Actually, Achille Maramotti was a pioneer in understanding how important it was to build what today is called a database and communicate with the press and the brand’s customers. Flipping through copies of archived magazines, such as Arianna, which Anna Piaggi helped successfully develop, Griffiths recalled how each season, readers were invited to judge 50 numbered Max Mara looks, which allowed Maramotti to store information about these readers, who were asked to provide their addresses.
“Their responses were very indicative of the women he wanted to attract,” said Griffiths, showing an article on divorce, which was surprisingly inferring that “it wasn’t always the woman’s fault. This revolutionary tone of voice was embraced by Achille Maramotti, who was interested in feminism — not of the bra-burning kind, but in dressing an intelligent and modern, middle-class woman. He wanted to create the perfect outfit not for one woman at a time but in series, which was something nobody had thought about before.”
And he talked to customers to explain the then-innovative concept of ready-to-wear.
Inspired by the styles of legendary French couturiers, Cristóbal Balenciaga and Christian Dior in particular, Maramotti tweaked their designs with precise tailoring, clean silhouettes and lean proportions toward a more Italian fashion sensibility that was Max Mara’s signature.
The camel coat, which has become a brand staple, “was a symbol of male authority and was revisited for women,” said Griffiths.
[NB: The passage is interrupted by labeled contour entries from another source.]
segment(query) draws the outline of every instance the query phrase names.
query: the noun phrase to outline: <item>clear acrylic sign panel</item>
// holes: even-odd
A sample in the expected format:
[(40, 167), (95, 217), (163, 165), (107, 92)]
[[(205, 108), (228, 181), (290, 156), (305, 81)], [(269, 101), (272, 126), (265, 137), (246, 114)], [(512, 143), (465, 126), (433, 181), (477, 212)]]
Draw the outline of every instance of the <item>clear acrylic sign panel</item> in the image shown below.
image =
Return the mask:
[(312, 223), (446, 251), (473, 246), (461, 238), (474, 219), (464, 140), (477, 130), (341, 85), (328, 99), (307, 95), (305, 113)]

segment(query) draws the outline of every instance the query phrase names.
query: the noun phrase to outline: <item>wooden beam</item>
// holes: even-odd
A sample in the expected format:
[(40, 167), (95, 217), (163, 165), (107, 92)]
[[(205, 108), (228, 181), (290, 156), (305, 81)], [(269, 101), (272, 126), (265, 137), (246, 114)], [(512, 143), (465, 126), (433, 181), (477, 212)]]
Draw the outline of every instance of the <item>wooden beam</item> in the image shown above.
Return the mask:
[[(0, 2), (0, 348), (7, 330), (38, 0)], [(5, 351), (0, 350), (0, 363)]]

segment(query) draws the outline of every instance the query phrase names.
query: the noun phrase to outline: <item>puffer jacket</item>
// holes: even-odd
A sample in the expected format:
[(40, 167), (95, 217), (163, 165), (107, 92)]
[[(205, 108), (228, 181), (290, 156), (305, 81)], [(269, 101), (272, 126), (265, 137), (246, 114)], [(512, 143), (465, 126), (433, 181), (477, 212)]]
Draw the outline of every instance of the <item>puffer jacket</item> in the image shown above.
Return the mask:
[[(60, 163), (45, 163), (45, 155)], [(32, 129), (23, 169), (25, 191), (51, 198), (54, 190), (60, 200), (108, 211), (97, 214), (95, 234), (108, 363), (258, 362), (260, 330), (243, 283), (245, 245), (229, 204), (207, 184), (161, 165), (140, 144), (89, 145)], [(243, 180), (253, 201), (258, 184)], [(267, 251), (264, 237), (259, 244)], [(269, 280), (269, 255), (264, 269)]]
Coat designer Anne-Marie Beretta was instrumental in the 1980s in delivering avant-garde shapes and cementing the success of the camel coat.
Along with her sketches, Max Mara has meticulously saved illustrations by Norma Robinson, Lagerfeld, Emmanuelle Khanh, de Castelbajac and the other designers who have contributed to the brand’s success.
“It is interesting to see how the sketches are translated in the actual outfit, when you compare them with the final result,” he pointed out.
Griffiths also recalled how Maramotti pioneered the concept of capsule collections, asking then-“It” girl and Dior model Lison Bonfils to design a capsule in the early ‘60s — also in the archives.
The sketches also reflect the alterations and variations made through the years on Max Mara’s bestsellers, such as the robe-like Manuela coat launched in the ’90s, or the 101801, as well as the Teddy Bear Coat, a more recent success of the designer, and reinterpreted in new and fun ways.
“This is a luxury company, but we want to make things that will last, investments for life, real clothes for real women, aligned with the founder’s goal,” said Griffiths.